很好,踏马的一晚上了还龙精虎猛,不过看来是恢复了。
虞枭被这动静吵醒,看见谢常殊,下意识抿出笑,待看清他脖子手上密集的痕迹后,震惊疑惑担心愤怒等等复杂的情绪酝酿成风暴。
然而几息过后,大概是想起了什么,猛然回神,飓风刹那间卷走他脸上血色,脸色骤然惨白。
他声音颤巍巍地,哥
谢常殊本来很不爽,但看见虞枭比他剧烈无数倍的反应,心态平衡了许多。
他穿衣服,道:还不赶紧起来,再睡赶不上开学了。
虞枭彷如一个被强暴的黄花大闺女,看到谢常殊的时候竟然怕得发抖,抹了把眼睛,不敢多说话,默默蹲一边穿衣服去了。
谢常殊嘴唇动了动,突然好想揍人。
昨天虽然没那什么,可被压到一动不能动的人是他吧??
殊不知弯腰穿鞋的虞枭隐藏在暗处的那张脸上已经泌出冷汗,此刻眯着眼睛,正在思考对策。
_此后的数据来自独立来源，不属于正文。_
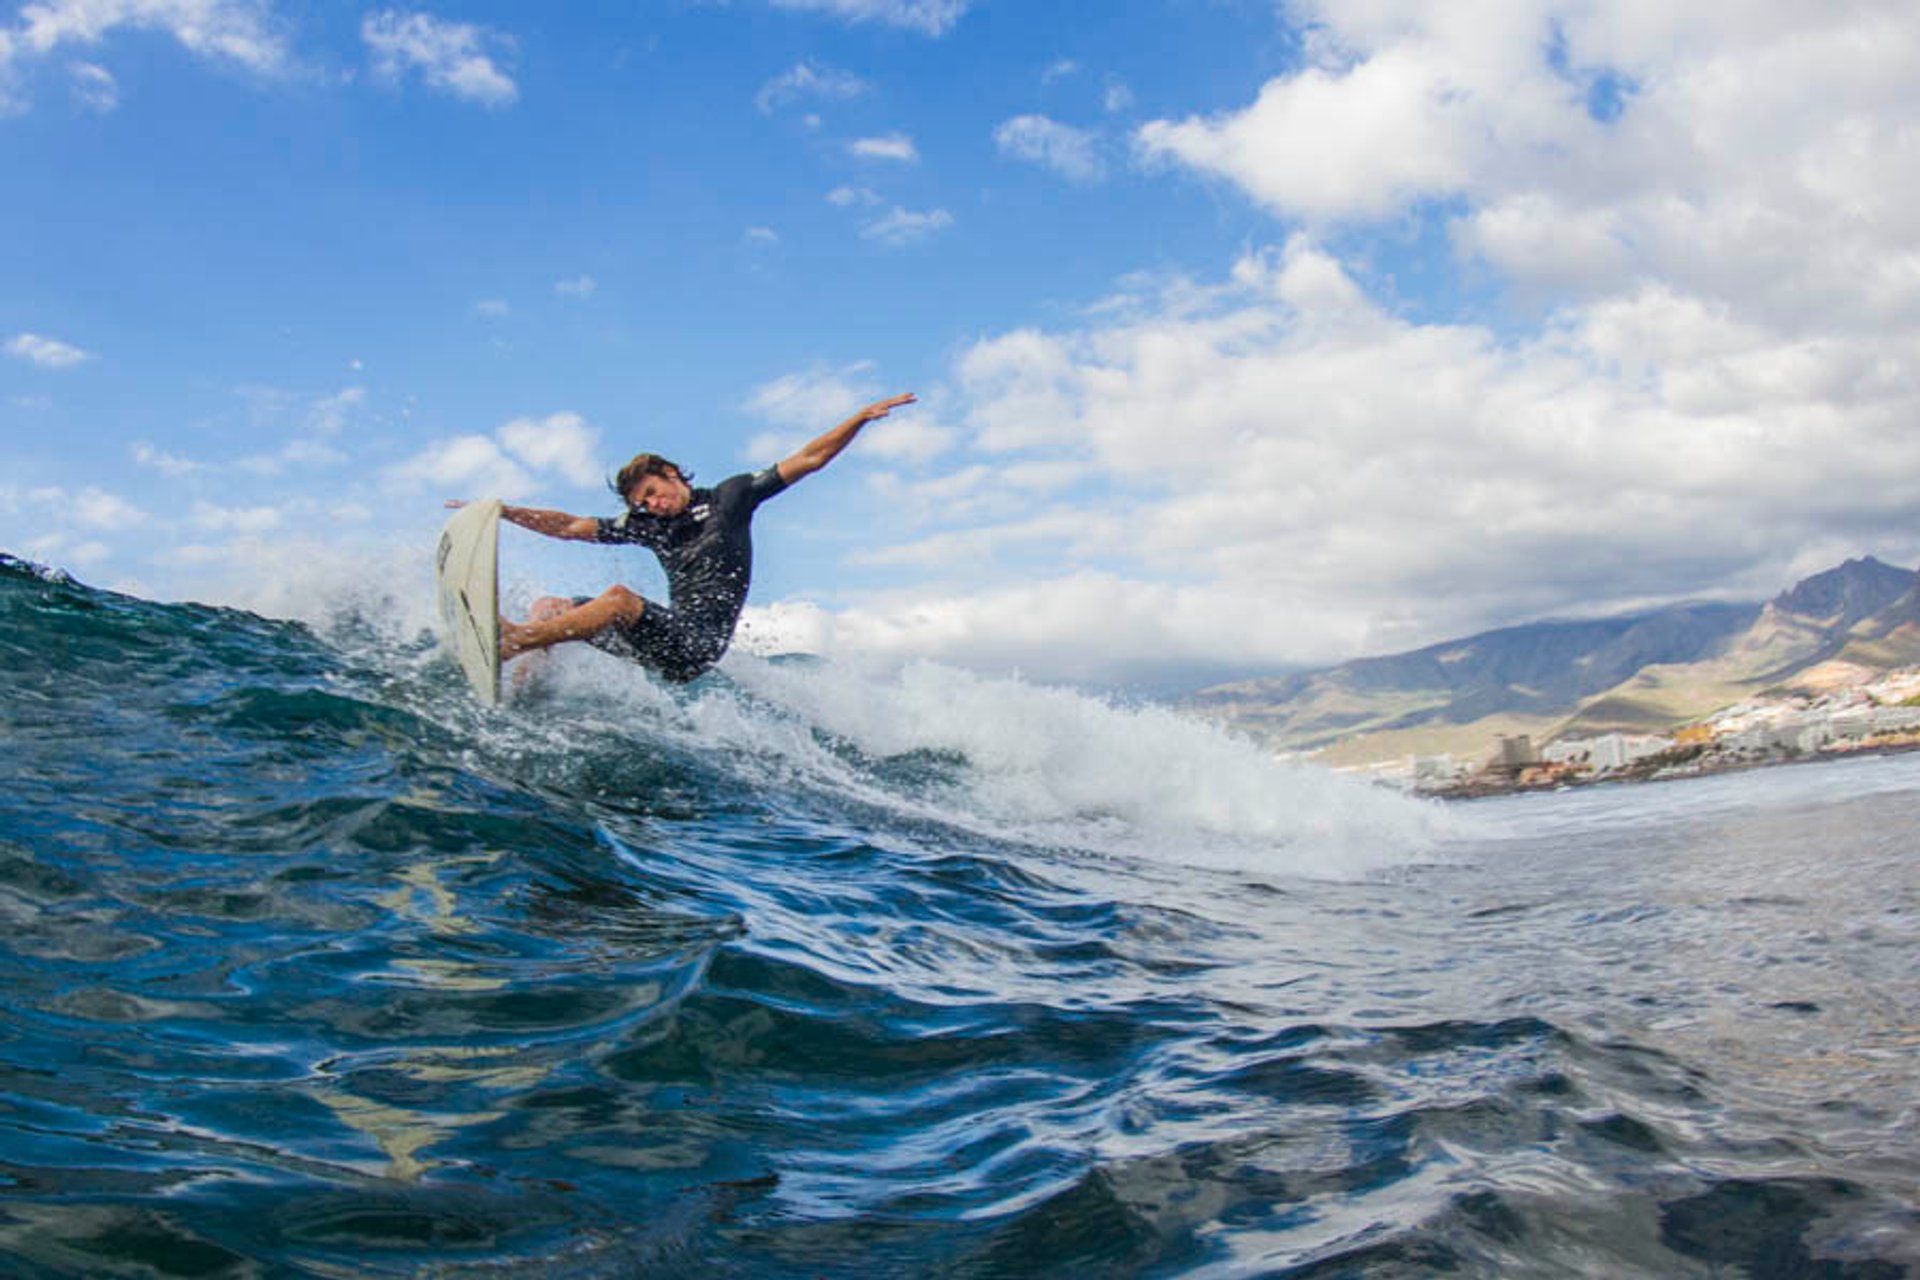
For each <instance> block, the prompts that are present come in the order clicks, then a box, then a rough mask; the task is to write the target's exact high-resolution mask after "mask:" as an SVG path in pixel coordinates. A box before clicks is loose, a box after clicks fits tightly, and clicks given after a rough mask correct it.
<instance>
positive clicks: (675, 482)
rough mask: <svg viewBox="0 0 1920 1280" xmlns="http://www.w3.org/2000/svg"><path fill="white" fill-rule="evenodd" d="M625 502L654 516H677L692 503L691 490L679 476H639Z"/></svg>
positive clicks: (626, 497)
mask: <svg viewBox="0 0 1920 1280" xmlns="http://www.w3.org/2000/svg"><path fill="white" fill-rule="evenodd" d="M626 501H628V505H630V507H637V509H641V510H645V512H651V514H655V516H678V514H680V512H682V510H685V509H687V503H691V501H693V489H691V487H687V482H685V480H682V478H680V476H641V480H639V484H636V486H634V487H632V489H628V491H626Z"/></svg>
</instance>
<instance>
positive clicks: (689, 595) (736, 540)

他太了解他哥,这个时候如果他表现出愧疚和后悔,他哥肯定会二话不说原谅他。
但同时他自己心里会生出疙瘩,会很苛刻地反省他们的关系,估计会把距离条拉成近乎陌生人的社交距离。
他不能允许这种事发生。
这次的事是意外,严重打乱了他的筹划,但他必须把损失降到最小。